Russell Simmons sounds off after Don Lemon responded an open letter from Russell Simmons while on CNN defending his statements about black culture and black youth.
CNN anchor Don Lemon gave five directives to the black community for helping our community put an end to stereotypes and injustices. They were 1) pull your pants up, 2) stop using the n-word, 3) don’t litter, 4) finish school, 5) don’t have a baby until you are ready. Sounds pretty simple right?
Many of Lemons critics say that he ignores that the odds, on average, are stacked against African Americans, and these simple directives don’t compare to bigger issues at hand in racial inequality.
In response activist Russell Simmons penned an open letter to Lemon, explaining much more accurately why life is harder for black Americans than for white Americans. Here are some choice excerpts (you can read the whole thing here):
I respect your courage on many other issues, but I can’t accept that you would single out black teenagers as the cause of their own demise because they don’t speak the King’s English or wear belts around their waistbands.
When this country closes 50 schools in black communities and continues to build more prisons, I know that young people see through the institutionalized bullsh*t that is laid out in front of them every single day of their lives.
If you want to tell the rest of America this weekend when you go back on CNN how we fix black America, tell them to re-start the “War on Poverty.” Tell them to end the failed “War on Drugs” that has cost this nation over one trillion dollars and unjustly incarcerated a generation of black men.

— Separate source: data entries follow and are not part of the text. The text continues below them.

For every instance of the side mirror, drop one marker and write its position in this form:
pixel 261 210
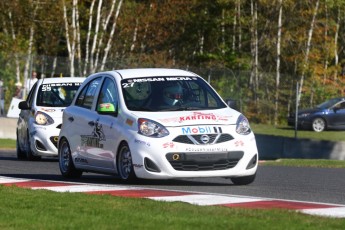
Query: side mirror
pixel 107 109
pixel 23 105
pixel 232 104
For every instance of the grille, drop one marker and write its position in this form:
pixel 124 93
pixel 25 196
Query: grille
pixel 195 139
pixel 204 161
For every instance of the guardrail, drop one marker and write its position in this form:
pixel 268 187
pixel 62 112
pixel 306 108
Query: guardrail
pixel 269 147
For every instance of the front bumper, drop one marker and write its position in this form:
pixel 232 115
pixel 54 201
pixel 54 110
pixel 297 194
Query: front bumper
pixel 168 159
pixel 43 140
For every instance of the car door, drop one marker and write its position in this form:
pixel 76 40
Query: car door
pixel 106 126
pixel 24 119
pixel 337 118
pixel 82 120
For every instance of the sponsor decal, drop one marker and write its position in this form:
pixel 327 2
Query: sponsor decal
pixel 48 110
pixel 201 130
pixel 94 139
pixel 206 149
pixel 197 116
pixel 239 143
pixel 129 122
pixel 142 142
pixel 47 87
pixel 168 145
pixel 196 130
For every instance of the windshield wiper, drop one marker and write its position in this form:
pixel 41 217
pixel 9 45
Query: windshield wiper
pixel 137 108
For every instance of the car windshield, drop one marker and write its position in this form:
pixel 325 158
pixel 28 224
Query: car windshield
pixel 169 94
pixel 57 94
pixel 328 104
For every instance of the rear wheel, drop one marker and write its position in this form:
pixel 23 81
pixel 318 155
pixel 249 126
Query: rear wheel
pixel 66 165
pixel 124 163
pixel 245 180
pixel 319 124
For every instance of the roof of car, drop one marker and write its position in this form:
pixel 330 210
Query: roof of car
pixel 153 72
pixel 61 79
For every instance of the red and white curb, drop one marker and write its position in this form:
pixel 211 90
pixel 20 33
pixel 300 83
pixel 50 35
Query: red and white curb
pixel 321 209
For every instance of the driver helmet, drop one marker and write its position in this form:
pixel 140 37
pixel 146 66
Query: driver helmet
pixel 173 94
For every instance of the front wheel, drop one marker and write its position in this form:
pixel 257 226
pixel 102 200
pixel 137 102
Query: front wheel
pixel 319 124
pixel 245 180
pixel 20 153
pixel 124 163
pixel 66 165
pixel 29 155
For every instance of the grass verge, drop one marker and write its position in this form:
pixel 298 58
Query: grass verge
pixel 7 144
pixel 40 209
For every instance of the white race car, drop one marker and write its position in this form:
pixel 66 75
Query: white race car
pixel 40 118
pixel 155 124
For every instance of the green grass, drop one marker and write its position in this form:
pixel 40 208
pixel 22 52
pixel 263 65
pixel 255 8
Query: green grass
pixel 7 144
pixel 316 163
pixel 39 209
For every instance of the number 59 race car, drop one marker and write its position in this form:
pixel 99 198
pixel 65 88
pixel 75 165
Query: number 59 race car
pixel 155 124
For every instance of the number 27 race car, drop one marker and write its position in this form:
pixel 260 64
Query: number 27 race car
pixel 155 124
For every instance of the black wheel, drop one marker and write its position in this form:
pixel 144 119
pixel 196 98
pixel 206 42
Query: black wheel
pixel 243 180
pixel 319 124
pixel 29 155
pixel 20 153
pixel 124 163
pixel 66 165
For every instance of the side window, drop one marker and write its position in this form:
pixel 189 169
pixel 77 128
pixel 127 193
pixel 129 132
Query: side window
pixel 86 96
pixel 342 105
pixel 30 97
pixel 108 97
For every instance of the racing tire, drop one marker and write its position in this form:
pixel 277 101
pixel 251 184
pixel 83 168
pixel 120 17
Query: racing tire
pixel 29 155
pixel 319 124
pixel 20 153
pixel 245 180
pixel 124 163
pixel 66 164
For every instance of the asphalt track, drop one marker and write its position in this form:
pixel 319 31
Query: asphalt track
pixel 310 190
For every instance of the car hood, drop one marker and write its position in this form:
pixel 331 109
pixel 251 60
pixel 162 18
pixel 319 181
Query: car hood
pixel 53 112
pixel 224 116
pixel 312 110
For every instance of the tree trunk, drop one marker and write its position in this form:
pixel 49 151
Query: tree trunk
pixel 87 45
pixel 306 57
pixel 276 101
pixel 107 48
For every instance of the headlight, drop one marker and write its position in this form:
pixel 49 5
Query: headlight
pixel 43 119
pixel 242 125
pixel 303 114
pixel 151 128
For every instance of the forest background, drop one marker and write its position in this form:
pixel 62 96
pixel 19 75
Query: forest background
pixel 265 54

Tell them to support the President’s plan for universal Pre-K, so no child enters elementary school having to play catch up with the other children who are fortunate enough to go to pre-school. Tell them make college affordable and obtainable for young students who come from low-income families. Tell them that the right to a healthy life should be universal and not just for the fortunate few. And lastly, tell them that young black men and women don’t just need “role models” or “mentors,” they need “sponsors” who are willing to offer them a job.